Une histoire d'aujourd'hui digne de Courteline, qui rompt avec le caractère sérieux et/ou morose de nos actualités.

L'affaire se passe à Mende, chef-lieu du département de la Lozère. Madame Françoise D. est préfète. Certes elle n'est pas du sérail préfectoral, elle est médecin de formation [ce qui signifie en langage clair qu'elle a suivi des études de médecine mais n'est pas médecin], n'empêche, elle a été propulsée, on ne sait trop par quelles voies détournées, préfète de la Lozère en 2007, où elle exerce jusqu'en 2009, avant d'être nommée préfète des Hautes-Pyrénées.

Tout va bien donc. Madame la préfète représentait même dans son parcours une belle illustration de l'ascension type Vième République.
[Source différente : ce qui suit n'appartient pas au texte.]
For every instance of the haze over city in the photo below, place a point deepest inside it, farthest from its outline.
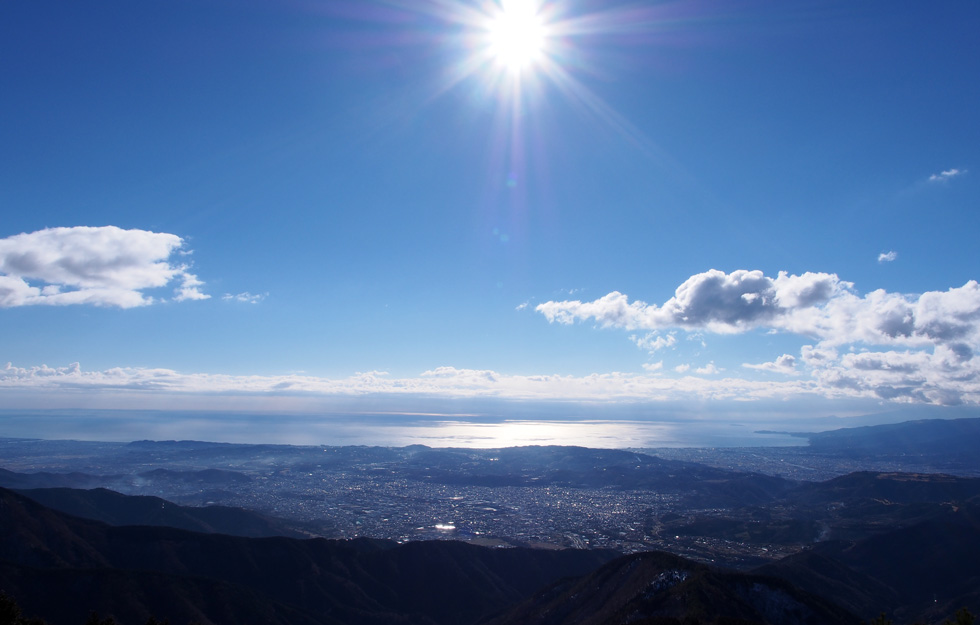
(411, 212)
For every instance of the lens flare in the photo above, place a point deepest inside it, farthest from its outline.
(517, 35)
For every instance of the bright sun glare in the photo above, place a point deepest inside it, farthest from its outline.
(517, 34)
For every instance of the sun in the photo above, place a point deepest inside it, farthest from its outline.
(517, 35)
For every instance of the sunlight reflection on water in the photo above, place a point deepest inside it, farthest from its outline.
(390, 430)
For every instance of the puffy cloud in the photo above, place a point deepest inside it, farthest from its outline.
(102, 266)
(946, 175)
(708, 369)
(819, 305)
(899, 347)
(783, 364)
(713, 300)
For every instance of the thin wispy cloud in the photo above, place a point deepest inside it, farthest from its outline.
(946, 175)
(100, 266)
(245, 297)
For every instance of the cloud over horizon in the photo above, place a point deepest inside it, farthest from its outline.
(100, 266)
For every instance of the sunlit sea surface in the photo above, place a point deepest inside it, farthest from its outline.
(390, 430)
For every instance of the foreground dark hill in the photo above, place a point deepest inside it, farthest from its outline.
(110, 507)
(60, 567)
(656, 587)
(922, 572)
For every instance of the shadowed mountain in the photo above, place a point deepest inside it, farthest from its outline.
(44, 479)
(577, 467)
(656, 587)
(116, 509)
(923, 572)
(898, 488)
(60, 567)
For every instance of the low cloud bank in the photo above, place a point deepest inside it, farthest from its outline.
(931, 338)
(100, 266)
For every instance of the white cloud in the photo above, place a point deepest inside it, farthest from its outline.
(887, 257)
(442, 381)
(814, 304)
(102, 266)
(784, 364)
(713, 300)
(709, 369)
(946, 175)
(246, 297)
(919, 348)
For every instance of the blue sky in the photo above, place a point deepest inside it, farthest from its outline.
(220, 204)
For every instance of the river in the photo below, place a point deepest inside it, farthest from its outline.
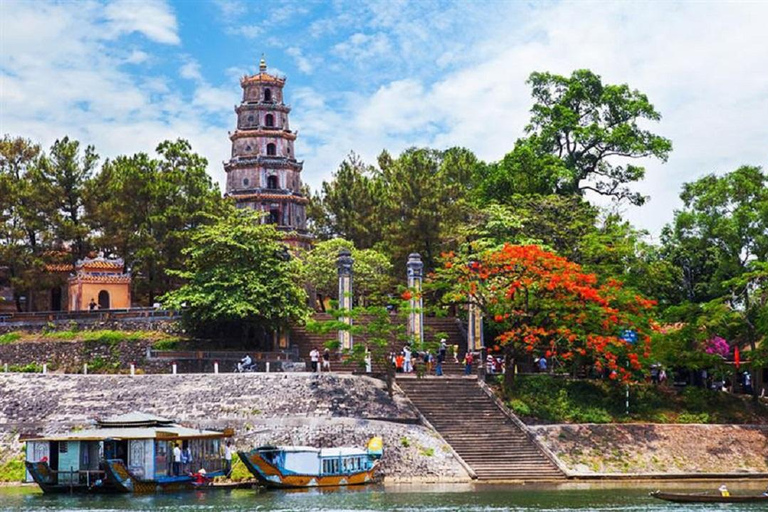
(401, 498)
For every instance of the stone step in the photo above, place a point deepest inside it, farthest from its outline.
(481, 433)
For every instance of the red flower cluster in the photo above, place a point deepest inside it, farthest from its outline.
(550, 306)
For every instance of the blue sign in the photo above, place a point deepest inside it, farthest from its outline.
(629, 336)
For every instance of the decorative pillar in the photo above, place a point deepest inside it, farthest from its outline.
(416, 313)
(344, 265)
(475, 331)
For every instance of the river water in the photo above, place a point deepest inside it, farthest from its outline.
(401, 498)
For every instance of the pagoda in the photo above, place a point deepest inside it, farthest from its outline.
(263, 173)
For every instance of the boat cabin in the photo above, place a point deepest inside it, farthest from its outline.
(306, 460)
(142, 442)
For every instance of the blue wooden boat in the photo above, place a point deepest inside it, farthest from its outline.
(128, 453)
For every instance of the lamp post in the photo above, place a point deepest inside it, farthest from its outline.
(344, 263)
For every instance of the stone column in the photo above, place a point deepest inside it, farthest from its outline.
(344, 265)
(475, 330)
(416, 313)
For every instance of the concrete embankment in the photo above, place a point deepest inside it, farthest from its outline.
(679, 451)
(305, 409)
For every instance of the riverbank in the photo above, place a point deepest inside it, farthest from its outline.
(657, 451)
(344, 410)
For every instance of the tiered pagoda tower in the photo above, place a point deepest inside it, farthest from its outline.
(263, 173)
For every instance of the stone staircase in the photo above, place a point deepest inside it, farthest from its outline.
(478, 430)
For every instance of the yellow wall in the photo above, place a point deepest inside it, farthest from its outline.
(119, 295)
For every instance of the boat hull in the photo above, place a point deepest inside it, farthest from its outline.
(270, 476)
(124, 481)
(45, 477)
(707, 498)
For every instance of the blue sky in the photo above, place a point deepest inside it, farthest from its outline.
(364, 76)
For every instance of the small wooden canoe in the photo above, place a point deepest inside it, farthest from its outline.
(708, 498)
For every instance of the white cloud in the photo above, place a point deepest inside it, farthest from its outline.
(191, 70)
(153, 18)
(137, 57)
(302, 62)
(702, 65)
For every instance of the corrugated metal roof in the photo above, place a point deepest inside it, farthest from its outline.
(165, 432)
(134, 418)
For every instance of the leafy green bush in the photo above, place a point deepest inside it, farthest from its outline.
(687, 417)
(13, 470)
(558, 400)
(9, 337)
(26, 368)
(167, 344)
(519, 407)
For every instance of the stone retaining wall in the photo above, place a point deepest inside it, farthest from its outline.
(319, 410)
(657, 449)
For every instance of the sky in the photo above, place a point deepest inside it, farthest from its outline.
(364, 76)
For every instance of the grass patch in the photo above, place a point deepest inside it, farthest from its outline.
(26, 368)
(555, 400)
(171, 343)
(13, 470)
(9, 337)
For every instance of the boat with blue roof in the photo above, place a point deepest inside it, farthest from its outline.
(306, 466)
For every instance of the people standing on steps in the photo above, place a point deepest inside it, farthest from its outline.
(542, 364)
(314, 357)
(326, 360)
(407, 364)
(468, 359)
(228, 459)
(441, 353)
(176, 460)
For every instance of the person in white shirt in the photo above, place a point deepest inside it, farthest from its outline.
(407, 366)
(228, 459)
(176, 460)
(314, 357)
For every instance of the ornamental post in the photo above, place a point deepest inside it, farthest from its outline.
(475, 340)
(344, 265)
(416, 314)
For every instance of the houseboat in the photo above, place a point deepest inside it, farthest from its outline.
(128, 453)
(305, 466)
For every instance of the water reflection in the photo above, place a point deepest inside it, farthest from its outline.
(401, 498)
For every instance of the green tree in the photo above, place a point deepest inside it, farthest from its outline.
(371, 271)
(24, 229)
(591, 126)
(144, 210)
(425, 198)
(348, 205)
(65, 173)
(527, 169)
(720, 242)
(238, 272)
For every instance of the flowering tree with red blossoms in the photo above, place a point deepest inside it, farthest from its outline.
(545, 305)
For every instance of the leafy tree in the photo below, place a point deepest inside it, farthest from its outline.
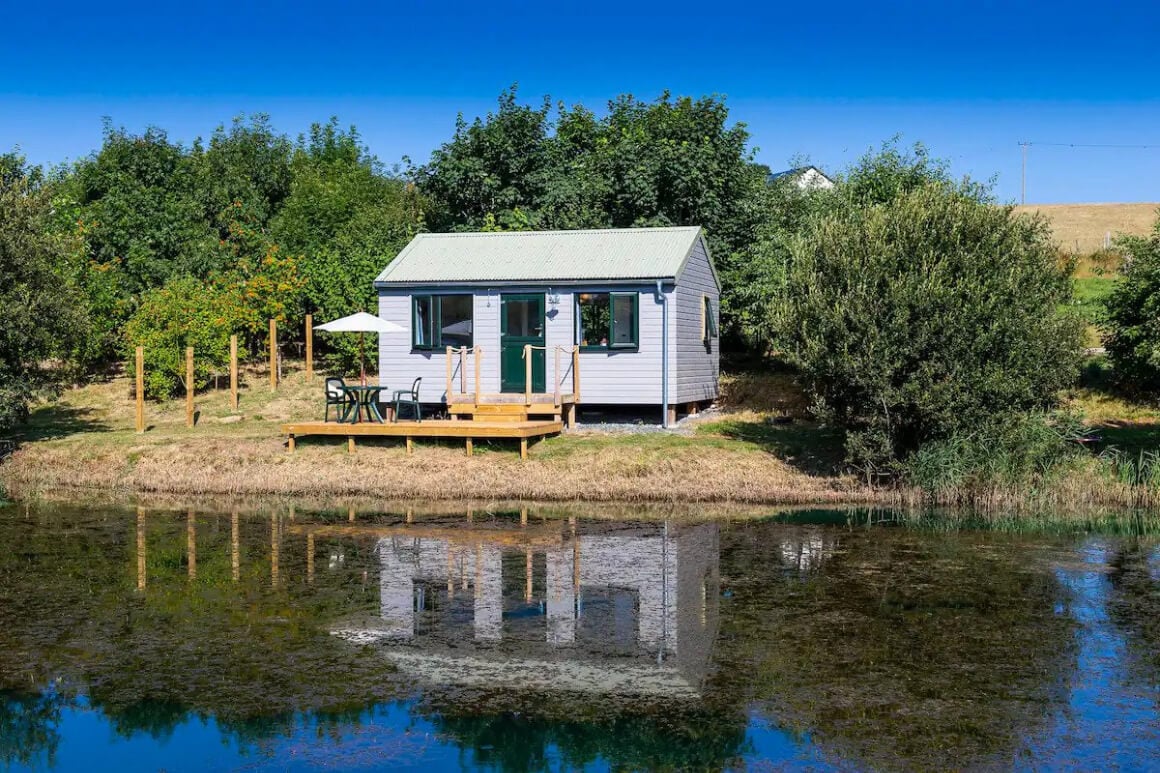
(43, 317)
(927, 315)
(1133, 316)
(347, 219)
(183, 312)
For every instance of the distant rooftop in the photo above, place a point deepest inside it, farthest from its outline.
(610, 254)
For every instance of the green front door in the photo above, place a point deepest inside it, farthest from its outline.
(521, 323)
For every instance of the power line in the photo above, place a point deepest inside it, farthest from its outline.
(1095, 145)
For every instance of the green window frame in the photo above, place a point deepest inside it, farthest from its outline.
(427, 323)
(709, 318)
(623, 326)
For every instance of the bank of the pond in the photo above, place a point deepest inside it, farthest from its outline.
(85, 443)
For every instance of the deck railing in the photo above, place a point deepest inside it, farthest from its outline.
(463, 352)
(461, 355)
(574, 351)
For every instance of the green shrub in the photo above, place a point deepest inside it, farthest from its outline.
(183, 312)
(1132, 318)
(927, 317)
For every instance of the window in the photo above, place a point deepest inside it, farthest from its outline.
(441, 320)
(608, 320)
(708, 319)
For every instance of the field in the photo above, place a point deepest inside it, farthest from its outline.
(1081, 229)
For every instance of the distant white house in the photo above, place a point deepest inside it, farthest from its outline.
(805, 178)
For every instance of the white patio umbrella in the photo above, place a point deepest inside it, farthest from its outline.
(362, 323)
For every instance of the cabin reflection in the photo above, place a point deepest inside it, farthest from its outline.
(608, 607)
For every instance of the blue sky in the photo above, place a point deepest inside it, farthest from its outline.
(826, 80)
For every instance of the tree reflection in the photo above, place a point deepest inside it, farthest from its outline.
(1135, 604)
(28, 728)
(900, 648)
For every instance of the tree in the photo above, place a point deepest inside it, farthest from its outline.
(1133, 316)
(929, 313)
(43, 313)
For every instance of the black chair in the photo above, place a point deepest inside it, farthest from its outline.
(408, 397)
(338, 396)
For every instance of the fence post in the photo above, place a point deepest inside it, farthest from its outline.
(556, 377)
(233, 373)
(140, 389)
(463, 369)
(189, 385)
(449, 375)
(274, 355)
(310, 347)
(479, 355)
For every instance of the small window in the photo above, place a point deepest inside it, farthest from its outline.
(442, 320)
(608, 320)
(709, 319)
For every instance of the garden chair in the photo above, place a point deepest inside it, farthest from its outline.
(408, 397)
(338, 396)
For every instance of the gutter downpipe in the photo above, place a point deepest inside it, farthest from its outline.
(664, 355)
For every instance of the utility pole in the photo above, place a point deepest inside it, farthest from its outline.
(1023, 181)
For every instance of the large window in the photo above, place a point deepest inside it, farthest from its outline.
(608, 320)
(441, 320)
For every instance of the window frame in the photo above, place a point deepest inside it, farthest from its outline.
(435, 332)
(610, 333)
(709, 327)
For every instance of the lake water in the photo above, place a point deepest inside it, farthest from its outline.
(517, 641)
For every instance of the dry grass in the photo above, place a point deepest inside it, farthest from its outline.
(86, 441)
(1081, 228)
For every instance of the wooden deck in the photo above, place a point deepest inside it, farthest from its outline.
(470, 431)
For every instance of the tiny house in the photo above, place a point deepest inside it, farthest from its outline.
(624, 317)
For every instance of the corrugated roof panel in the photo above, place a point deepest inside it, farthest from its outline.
(542, 255)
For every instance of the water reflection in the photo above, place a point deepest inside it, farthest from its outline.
(530, 641)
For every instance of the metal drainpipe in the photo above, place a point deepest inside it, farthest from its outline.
(664, 354)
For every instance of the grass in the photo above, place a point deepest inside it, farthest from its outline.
(86, 442)
(1082, 228)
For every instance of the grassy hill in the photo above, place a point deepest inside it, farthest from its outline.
(1081, 228)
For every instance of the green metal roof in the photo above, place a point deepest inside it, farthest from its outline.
(613, 254)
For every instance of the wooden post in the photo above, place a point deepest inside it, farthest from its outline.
(310, 557)
(140, 389)
(140, 548)
(274, 355)
(191, 543)
(463, 369)
(234, 547)
(233, 373)
(189, 385)
(310, 347)
(556, 377)
(479, 355)
(575, 374)
(449, 375)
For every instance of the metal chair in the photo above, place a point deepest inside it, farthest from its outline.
(338, 396)
(408, 397)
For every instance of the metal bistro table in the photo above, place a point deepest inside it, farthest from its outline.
(363, 398)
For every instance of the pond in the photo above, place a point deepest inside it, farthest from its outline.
(534, 638)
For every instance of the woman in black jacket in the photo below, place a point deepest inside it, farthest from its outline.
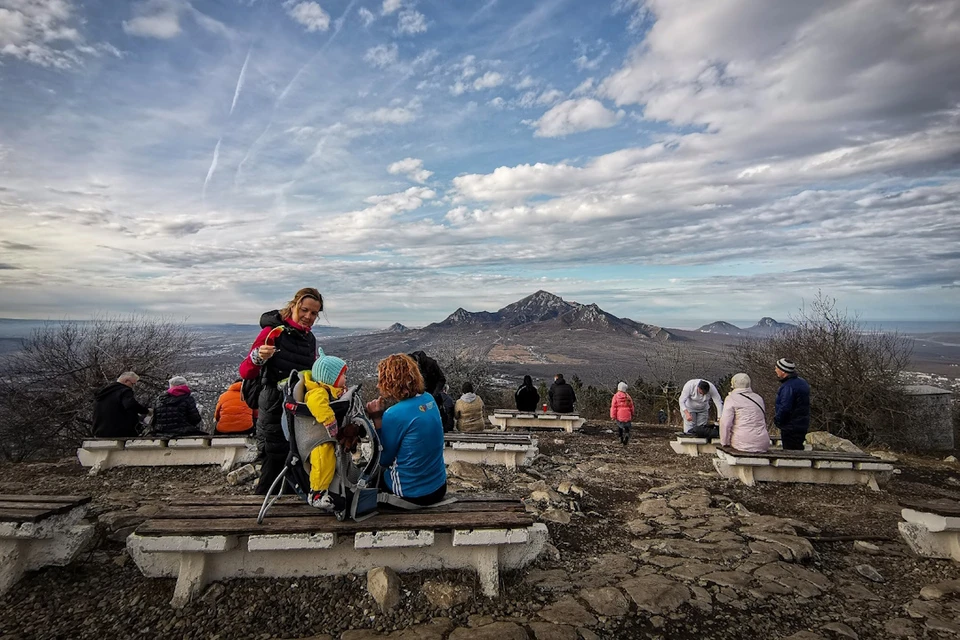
(284, 344)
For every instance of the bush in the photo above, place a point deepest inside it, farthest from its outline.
(47, 388)
(852, 372)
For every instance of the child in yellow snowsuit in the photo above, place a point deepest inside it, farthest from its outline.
(325, 382)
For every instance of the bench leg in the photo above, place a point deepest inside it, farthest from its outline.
(191, 579)
(487, 562)
(11, 564)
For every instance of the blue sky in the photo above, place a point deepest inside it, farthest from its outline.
(674, 161)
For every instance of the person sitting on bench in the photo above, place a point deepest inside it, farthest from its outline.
(695, 408)
(743, 423)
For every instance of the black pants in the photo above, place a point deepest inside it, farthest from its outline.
(793, 439)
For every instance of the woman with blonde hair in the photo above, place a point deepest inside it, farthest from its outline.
(743, 423)
(284, 344)
(411, 433)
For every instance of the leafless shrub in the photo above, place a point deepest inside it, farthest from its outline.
(47, 388)
(852, 372)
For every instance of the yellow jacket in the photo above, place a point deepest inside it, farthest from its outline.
(318, 401)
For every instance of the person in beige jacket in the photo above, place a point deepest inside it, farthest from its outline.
(468, 411)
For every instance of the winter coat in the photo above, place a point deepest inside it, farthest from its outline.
(743, 423)
(793, 405)
(528, 398)
(175, 414)
(562, 397)
(116, 412)
(232, 413)
(621, 407)
(469, 413)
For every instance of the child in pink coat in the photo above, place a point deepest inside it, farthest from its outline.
(621, 410)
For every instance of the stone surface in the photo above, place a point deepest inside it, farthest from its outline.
(568, 611)
(444, 595)
(383, 584)
(656, 594)
(607, 601)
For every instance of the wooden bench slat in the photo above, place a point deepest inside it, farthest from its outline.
(326, 523)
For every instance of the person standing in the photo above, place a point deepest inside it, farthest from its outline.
(527, 396)
(561, 395)
(695, 407)
(116, 411)
(793, 405)
(621, 410)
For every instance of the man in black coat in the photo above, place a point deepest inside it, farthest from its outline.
(116, 411)
(561, 395)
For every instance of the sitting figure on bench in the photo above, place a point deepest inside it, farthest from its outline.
(695, 408)
(743, 423)
(325, 382)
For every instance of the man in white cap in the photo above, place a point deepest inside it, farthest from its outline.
(793, 405)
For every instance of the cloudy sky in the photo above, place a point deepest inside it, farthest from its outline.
(674, 161)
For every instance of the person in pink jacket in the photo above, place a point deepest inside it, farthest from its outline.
(743, 423)
(621, 410)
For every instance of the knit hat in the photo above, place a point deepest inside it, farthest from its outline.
(327, 369)
(787, 366)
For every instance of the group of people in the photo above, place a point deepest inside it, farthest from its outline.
(743, 419)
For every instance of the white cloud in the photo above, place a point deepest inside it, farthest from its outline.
(411, 22)
(383, 55)
(573, 116)
(366, 16)
(412, 168)
(488, 80)
(310, 14)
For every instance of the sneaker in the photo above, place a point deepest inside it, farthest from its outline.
(321, 500)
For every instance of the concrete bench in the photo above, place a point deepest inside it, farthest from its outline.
(507, 419)
(932, 528)
(817, 467)
(40, 531)
(226, 451)
(202, 539)
(690, 445)
(511, 450)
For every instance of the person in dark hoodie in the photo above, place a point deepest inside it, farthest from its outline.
(175, 412)
(527, 396)
(284, 344)
(116, 411)
(561, 395)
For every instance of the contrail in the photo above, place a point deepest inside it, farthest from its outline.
(243, 74)
(213, 167)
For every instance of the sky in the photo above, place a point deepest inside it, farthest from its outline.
(674, 161)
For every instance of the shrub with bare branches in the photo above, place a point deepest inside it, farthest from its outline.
(47, 387)
(852, 372)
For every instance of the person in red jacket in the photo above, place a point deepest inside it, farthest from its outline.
(232, 414)
(621, 410)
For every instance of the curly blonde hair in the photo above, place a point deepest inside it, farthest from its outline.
(306, 292)
(399, 377)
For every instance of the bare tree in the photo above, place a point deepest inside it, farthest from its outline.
(852, 372)
(47, 388)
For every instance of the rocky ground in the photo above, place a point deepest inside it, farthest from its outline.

Sauf que aujourd'hui, l'ex-préfète - car entre temps elle a été révoquée de la préfectorale - a à répondre, devant le tribunal de Mende, d'un certain nombre de méfaits commis durant son séjour à la préfecture.

Madame le présidente du tribunal n'en finit pas - une heure et quarante cinq minutes durant - de lire la procédure, au point de s'y perdre dans les détails. Mais enfin la liste est longue des objets disparus de la préfecture de Mende, que les policiers ont retrouvé lors d'une perquisition en Champagne-Ardenne au domicile de l'ex-préfète : fauteuils Louis XVI, travailleuse Charles X, chaises Napoléon III, une balance avec ses poids, un pare-feu en métal doré, du linge de maison etc. Un inventaire à la Prévert.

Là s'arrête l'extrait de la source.